After refactoring our hashing code to use Capnproto for both Rust and Go, we set up our CI to run our tasks on both code paths and compare the two hashes. If they ever diverged, our CI would fail and we would need to make some fixes.
Reaching the finish line
When we started running the hash comparison code, we weren’t surprised to find we had bugs. Some bugs were minor, like ensuring null
values contribute to the hash correctly. However, some bugs were more foundational like detecting which packages had changes or handling the --filter
flag so you can only do the work you're looking for.
We were glad to see our approach pay off here as these would have been incredibly difficult bugs to find otherwise. In the end, we were able to validate that our Rust hashing code was working and matched the Go behavior.
Overall, this approach really paid off for us. We found a lot of bugs that otherwise we would have struggled to find. We were able to validate that our code was working and matched the Go behavior.
Dogfooding our way to a release
At this point, we had ported enough code to run our tasks in our own CI behind a --experimental-rust-codepath
flag.

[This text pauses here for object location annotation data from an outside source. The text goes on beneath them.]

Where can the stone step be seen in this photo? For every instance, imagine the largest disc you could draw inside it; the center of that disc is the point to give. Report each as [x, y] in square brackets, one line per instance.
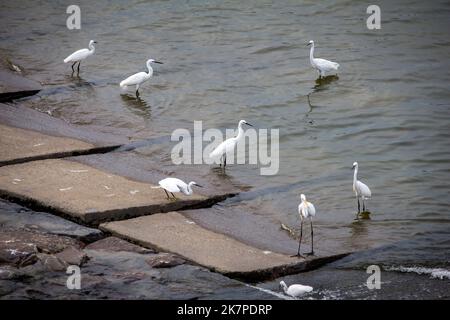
[21, 145]
[173, 232]
[88, 195]
[14, 86]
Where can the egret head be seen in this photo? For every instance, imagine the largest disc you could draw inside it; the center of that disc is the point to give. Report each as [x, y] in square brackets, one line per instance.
[149, 61]
[244, 122]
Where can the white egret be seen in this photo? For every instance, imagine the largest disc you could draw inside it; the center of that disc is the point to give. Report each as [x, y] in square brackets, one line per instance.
[81, 54]
[361, 190]
[321, 65]
[228, 145]
[295, 290]
[176, 185]
[138, 78]
[306, 210]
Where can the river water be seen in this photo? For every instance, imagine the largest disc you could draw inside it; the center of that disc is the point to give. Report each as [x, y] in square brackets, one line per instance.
[226, 60]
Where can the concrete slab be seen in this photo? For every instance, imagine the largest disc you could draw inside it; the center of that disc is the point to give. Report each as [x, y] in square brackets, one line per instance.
[14, 86]
[172, 232]
[20, 145]
[19, 116]
[86, 194]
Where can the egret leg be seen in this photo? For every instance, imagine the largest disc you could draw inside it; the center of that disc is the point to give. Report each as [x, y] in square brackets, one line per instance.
[300, 241]
[312, 241]
[166, 194]
[137, 91]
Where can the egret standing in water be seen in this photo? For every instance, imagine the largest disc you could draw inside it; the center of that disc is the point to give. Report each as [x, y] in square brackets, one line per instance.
[176, 185]
[361, 190]
[306, 210]
[139, 78]
[321, 65]
[295, 290]
[81, 54]
[228, 145]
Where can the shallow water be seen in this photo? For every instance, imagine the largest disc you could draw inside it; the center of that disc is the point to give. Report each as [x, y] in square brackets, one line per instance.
[225, 61]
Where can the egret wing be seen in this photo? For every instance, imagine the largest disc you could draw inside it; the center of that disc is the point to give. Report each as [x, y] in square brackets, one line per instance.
[363, 190]
[326, 65]
[77, 55]
[136, 78]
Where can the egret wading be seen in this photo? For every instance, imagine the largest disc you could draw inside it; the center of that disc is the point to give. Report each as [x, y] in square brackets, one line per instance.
[305, 210]
[361, 190]
[321, 65]
[295, 290]
[174, 185]
[81, 54]
[139, 78]
[228, 145]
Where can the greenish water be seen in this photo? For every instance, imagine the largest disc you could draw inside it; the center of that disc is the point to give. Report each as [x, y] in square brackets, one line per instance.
[225, 61]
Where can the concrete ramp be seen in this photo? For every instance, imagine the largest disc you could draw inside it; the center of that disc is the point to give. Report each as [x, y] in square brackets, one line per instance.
[20, 145]
[172, 232]
[86, 194]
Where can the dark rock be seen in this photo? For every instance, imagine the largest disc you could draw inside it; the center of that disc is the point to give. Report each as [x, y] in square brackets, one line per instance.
[73, 256]
[19, 247]
[15, 216]
[14, 86]
[114, 244]
[165, 260]
[52, 262]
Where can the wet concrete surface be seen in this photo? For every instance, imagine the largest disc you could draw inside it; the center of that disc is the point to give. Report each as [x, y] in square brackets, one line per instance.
[87, 194]
[19, 145]
[111, 268]
[19, 116]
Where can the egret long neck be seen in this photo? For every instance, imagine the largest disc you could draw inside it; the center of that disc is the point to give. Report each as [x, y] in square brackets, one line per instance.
[150, 70]
[240, 132]
[311, 54]
[189, 189]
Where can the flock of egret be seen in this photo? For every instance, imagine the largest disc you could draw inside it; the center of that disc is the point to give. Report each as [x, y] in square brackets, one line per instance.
[306, 210]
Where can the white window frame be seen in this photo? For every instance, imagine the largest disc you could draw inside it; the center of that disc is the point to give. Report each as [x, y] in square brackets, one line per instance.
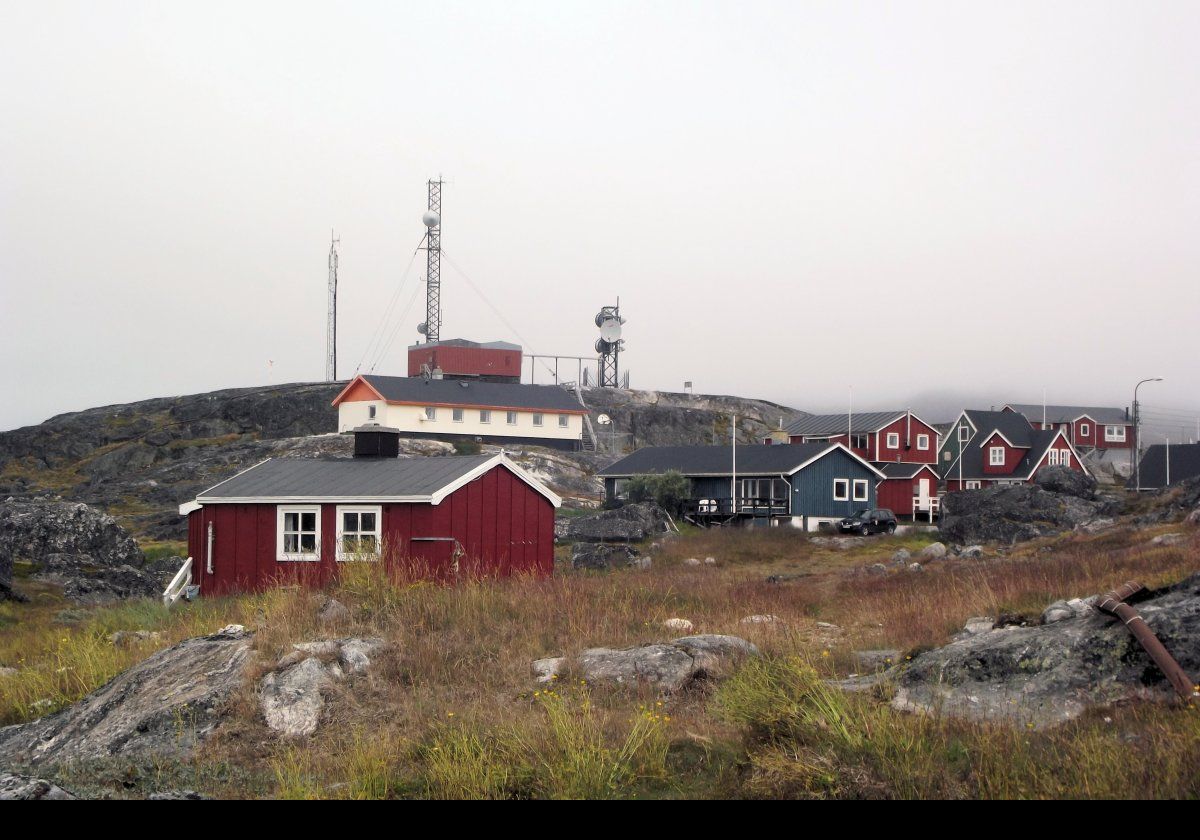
[377, 533]
[280, 516]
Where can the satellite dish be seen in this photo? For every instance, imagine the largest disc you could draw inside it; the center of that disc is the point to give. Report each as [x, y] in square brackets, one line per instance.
[610, 330]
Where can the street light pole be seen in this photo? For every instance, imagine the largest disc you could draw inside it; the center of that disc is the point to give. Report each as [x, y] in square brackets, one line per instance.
[1137, 431]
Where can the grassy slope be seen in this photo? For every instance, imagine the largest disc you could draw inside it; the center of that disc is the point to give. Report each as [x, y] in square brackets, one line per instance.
[451, 709]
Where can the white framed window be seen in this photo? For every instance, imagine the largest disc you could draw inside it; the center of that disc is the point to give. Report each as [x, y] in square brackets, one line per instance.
[359, 532]
[298, 533]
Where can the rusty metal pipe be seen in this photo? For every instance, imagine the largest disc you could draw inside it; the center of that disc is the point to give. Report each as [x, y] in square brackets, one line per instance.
[1114, 604]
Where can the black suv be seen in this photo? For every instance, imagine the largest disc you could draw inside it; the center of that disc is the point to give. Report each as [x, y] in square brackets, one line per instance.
[869, 521]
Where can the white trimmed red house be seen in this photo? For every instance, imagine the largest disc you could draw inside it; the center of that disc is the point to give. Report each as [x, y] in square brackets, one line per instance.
[999, 448]
[1086, 426]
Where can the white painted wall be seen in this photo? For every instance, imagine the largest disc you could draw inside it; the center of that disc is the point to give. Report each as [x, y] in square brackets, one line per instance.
[412, 419]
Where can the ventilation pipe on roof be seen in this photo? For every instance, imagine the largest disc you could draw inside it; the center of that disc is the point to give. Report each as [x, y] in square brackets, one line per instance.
[376, 442]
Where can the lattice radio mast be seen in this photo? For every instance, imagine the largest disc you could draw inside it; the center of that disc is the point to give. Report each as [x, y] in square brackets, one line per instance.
[331, 325]
[431, 328]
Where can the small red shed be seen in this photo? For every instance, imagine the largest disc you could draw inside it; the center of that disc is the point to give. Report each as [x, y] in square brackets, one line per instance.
[299, 520]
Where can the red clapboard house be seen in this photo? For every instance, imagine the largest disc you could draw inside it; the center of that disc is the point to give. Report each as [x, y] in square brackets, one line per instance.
[300, 520]
[899, 444]
[1003, 448]
[1086, 426]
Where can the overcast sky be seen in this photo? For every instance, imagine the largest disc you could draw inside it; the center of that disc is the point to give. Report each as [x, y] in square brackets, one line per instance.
[933, 202]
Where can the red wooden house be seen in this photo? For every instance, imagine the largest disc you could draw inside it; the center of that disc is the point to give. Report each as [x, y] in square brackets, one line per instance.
[1003, 448]
[1086, 426]
[299, 520]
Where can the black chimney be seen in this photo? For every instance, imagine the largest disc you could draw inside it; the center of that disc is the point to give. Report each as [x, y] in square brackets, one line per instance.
[376, 442]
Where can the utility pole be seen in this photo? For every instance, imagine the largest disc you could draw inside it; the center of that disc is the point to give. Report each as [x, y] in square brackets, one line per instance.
[1137, 431]
[331, 325]
[431, 328]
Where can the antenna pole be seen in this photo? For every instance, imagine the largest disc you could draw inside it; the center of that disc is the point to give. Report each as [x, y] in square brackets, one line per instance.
[433, 267]
[331, 325]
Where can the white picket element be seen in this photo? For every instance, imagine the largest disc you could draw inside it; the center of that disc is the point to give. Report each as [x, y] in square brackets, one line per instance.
[178, 585]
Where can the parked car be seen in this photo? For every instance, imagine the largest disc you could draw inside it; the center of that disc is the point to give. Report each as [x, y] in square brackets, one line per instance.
[869, 521]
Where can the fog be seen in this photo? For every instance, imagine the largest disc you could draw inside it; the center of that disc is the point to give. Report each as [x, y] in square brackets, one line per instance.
[935, 204]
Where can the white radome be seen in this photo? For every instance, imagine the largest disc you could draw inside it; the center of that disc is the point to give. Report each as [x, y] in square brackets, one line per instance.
[610, 330]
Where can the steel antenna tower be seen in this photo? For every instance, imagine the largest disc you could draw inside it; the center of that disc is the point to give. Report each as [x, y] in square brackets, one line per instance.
[432, 327]
[331, 325]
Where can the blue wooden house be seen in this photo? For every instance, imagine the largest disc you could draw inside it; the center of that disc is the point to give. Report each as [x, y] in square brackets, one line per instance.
[802, 484]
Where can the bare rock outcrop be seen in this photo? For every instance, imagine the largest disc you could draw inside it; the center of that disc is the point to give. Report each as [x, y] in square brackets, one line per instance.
[162, 706]
[666, 667]
[1050, 673]
[77, 546]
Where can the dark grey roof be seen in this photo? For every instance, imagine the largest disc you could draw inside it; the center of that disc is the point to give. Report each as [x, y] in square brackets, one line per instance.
[1071, 413]
[901, 471]
[1037, 443]
[1185, 465]
[321, 479]
[835, 424]
[465, 342]
[753, 460]
[486, 394]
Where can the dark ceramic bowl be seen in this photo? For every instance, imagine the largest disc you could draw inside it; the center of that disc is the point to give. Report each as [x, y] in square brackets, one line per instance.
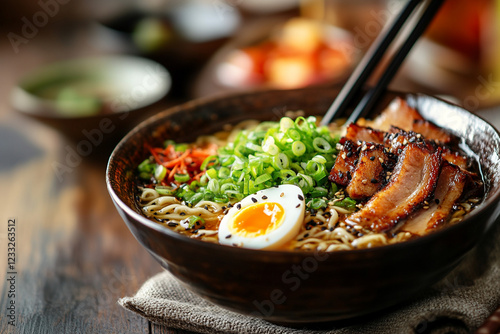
[299, 287]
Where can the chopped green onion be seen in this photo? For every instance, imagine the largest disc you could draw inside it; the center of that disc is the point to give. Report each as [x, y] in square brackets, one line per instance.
[166, 190]
[281, 161]
[286, 123]
[298, 148]
[209, 162]
[182, 177]
[262, 179]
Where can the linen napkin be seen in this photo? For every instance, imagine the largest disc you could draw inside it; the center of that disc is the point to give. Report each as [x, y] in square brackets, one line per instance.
[459, 303]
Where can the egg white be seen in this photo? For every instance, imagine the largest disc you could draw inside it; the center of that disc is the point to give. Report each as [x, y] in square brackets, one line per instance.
[290, 197]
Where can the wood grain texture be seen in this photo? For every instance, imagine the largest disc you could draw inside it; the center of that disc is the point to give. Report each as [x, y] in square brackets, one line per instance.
[74, 255]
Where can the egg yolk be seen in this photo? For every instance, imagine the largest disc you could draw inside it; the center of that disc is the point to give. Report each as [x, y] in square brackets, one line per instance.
[258, 219]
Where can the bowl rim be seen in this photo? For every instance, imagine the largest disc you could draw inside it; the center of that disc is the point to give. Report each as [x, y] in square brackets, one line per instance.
[484, 206]
[28, 103]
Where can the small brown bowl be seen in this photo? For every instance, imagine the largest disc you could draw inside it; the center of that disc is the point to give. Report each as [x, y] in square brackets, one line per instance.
[302, 287]
[96, 99]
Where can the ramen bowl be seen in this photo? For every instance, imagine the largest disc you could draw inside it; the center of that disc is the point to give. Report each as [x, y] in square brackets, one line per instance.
[298, 286]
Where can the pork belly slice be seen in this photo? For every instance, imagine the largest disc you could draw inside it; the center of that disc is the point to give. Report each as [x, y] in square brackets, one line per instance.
[413, 181]
[355, 133]
[401, 115]
[396, 139]
[455, 158]
[431, 131]
[371, 171]
[449, 189]
[345, 163]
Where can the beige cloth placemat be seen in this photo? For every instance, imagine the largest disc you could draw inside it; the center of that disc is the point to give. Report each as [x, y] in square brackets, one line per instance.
[459, 303]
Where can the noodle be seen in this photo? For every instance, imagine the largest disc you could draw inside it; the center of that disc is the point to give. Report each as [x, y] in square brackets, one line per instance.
[322, 229]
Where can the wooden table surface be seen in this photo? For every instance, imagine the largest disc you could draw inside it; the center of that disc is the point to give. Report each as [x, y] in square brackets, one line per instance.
[74, 256]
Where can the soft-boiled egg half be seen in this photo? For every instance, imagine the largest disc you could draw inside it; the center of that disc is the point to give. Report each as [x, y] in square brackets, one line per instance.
[264, 220]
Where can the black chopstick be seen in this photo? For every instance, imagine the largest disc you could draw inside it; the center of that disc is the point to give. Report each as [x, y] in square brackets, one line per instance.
[372, 58]
[371, 97]
[368, 63]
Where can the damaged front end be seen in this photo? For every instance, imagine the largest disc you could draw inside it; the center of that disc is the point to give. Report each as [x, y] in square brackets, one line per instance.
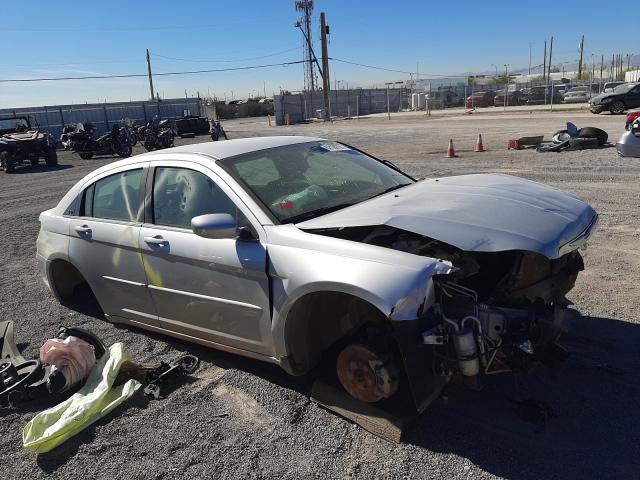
[493, 312]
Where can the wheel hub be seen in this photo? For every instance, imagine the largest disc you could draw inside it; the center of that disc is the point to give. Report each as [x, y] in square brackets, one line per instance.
[365, 374]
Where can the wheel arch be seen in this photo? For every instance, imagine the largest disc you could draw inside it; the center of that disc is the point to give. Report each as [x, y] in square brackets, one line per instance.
[318, 319]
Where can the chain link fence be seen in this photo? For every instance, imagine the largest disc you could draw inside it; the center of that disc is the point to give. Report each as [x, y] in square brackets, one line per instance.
[52, 119]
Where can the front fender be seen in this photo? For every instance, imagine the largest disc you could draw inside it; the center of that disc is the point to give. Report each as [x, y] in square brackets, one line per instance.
[399, 290]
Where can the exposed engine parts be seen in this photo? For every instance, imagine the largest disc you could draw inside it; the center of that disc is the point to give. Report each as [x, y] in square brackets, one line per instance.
[483, 338]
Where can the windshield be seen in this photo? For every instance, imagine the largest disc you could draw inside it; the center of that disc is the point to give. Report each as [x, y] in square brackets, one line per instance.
[306, 180]
[13, 124]
[624, 88]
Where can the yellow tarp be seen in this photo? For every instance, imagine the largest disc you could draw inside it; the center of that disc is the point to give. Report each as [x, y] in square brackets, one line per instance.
[94, 400]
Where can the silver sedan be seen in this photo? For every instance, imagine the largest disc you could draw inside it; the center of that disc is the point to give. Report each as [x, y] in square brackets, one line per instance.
[295, 250]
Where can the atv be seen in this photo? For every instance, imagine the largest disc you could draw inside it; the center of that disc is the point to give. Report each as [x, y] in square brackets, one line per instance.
[20, 143]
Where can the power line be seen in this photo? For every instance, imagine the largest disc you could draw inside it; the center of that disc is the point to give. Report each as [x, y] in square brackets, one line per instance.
[138, 28]
[397, 71]
[226, 61]
[160, 74]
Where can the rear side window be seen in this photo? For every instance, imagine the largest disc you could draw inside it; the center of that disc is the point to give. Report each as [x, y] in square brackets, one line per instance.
[116, 197]
[179, 194]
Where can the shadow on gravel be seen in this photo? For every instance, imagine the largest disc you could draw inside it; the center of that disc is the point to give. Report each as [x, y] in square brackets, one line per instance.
[590, 428]
[593, 427]
[39, 169]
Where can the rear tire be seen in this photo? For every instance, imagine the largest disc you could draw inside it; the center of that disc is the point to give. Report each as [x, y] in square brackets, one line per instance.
[8, 162]
[617, 108]
[51, 156]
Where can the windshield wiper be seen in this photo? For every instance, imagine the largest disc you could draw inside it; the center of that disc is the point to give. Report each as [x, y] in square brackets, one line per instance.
[316, 213]
[390, 189]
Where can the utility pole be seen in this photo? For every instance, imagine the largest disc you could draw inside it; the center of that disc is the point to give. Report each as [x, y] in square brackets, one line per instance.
[544, 64]
[150, 77]
[506, 86]
[305, 7]
[324, 29]
[580, 64]
[550, 57]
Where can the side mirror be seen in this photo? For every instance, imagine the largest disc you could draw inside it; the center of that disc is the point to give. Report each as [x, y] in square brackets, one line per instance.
[214, 225]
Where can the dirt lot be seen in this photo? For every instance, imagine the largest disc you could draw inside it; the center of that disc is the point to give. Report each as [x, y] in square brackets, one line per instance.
[272, 430]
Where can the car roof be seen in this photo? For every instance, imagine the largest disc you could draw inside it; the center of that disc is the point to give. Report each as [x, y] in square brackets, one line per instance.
[231, 148]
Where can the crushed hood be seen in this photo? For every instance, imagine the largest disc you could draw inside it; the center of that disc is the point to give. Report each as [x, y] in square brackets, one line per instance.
[479, 213]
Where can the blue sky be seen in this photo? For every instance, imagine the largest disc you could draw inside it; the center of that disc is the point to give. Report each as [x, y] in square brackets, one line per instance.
[73, 38]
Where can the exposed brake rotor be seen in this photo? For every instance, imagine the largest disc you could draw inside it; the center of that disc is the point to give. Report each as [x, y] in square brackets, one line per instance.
[366, 375]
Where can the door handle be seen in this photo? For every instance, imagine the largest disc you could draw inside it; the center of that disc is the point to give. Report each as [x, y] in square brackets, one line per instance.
[82, 229]
[156, 240]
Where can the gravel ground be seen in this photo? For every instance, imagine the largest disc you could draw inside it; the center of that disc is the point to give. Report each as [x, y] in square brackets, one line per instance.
[238, 418]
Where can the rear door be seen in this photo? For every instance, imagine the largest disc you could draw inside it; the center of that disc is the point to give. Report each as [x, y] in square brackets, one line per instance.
[104, 243]
[213, 289]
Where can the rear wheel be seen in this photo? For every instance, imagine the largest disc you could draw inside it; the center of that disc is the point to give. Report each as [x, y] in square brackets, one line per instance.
[8, 162]
[617, 108]
[50, 156]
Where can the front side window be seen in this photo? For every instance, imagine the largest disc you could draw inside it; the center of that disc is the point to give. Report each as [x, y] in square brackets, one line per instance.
[302, 181]
[179, 194]
[116, 197]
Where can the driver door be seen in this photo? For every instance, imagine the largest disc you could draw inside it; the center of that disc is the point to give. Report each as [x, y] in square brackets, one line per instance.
[212, 289]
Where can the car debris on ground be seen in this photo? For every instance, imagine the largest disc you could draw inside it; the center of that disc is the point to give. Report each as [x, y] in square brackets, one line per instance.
[629, 143]
[75, 361]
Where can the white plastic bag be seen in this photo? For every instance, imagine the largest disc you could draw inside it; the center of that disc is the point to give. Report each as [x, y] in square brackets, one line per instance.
[94, 400]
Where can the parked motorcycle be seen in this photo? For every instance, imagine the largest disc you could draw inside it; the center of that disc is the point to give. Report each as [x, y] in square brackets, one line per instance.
[130, 131]
[216, 131]
[158, 135]
[83, 142]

We began running our integration tests on the Rust codepath and burning down the test failures until we matched the Go version, log line for log line, output for output. Once all our tests were passing, we published a canary version and used it in Vercel’s internal monorepo. Once we reached 72 hours of no reported errors, we shipped Turborepo 1.11!
What we learned
Looking back, the port was a major success. We managed to port about 70k lines of Go to Rust in 15 months with minimal disruption to users. Our porting strategies such as the Rust shim and the Go sandwich allowed us to incrementally port code for as long as possible.
With that said, there are probably a few things we would have done differently with our newfound knowledge:
Invest in a single serialization format from the start. We took an iterative approach, starting with JSON, then using Protocol Buffers, and finally finishing with Capnproto. In the end, we realized that Capnproto would have served us best right from the beginning. We only discovered its value for our case near the end.
Ship each porting strategy faster. We waited a little too long to figure out our release strategy for the Rust shim and the Go sandwich. This meant that there were times where we had ported code that we could not ship to users due to release management bugs. If we had shipped an absolutely minimal version of each porting strategy as early as possible, we wouldn't have had these issues.
Realize the importance of code quality before porting. By and large, our Go code was in a good state with comprehensive testing and a fairly straightforward architecture. However, we came in thinking that we could refactor while porting, but that turned out not to be the case. Looking back, we might have been able to port faster had we improved our testing story and removed some bloat from the Go code before we started.
Fully specify core Turborepo behaviors like globbing, file watching, and hashing. We discovered many cases during the port where it wasn't clear whether some behavior in these areas was accidental or intentional in the Go code. It would have helped to uncover these undocumented and untested scenarios that are now codified in Rust. We also could have solidified our cross-platform support, specifically for our Windows testing.
The future of Turbo
We’re incredibly excited for the future that Rust will bring to Turborepo and Turbopack users. We’re finding new opportunities every day to create great features, ensure improved stability of your codebase, and make your CI faster than ever before.
We’re also looking forward to integrating Turborepo even deeper into the Vercel Developer Experience Platform. With the recent release of Conformance and Code Owners, engineering organizations are shipping higher quality code faster, even as their codebase scales.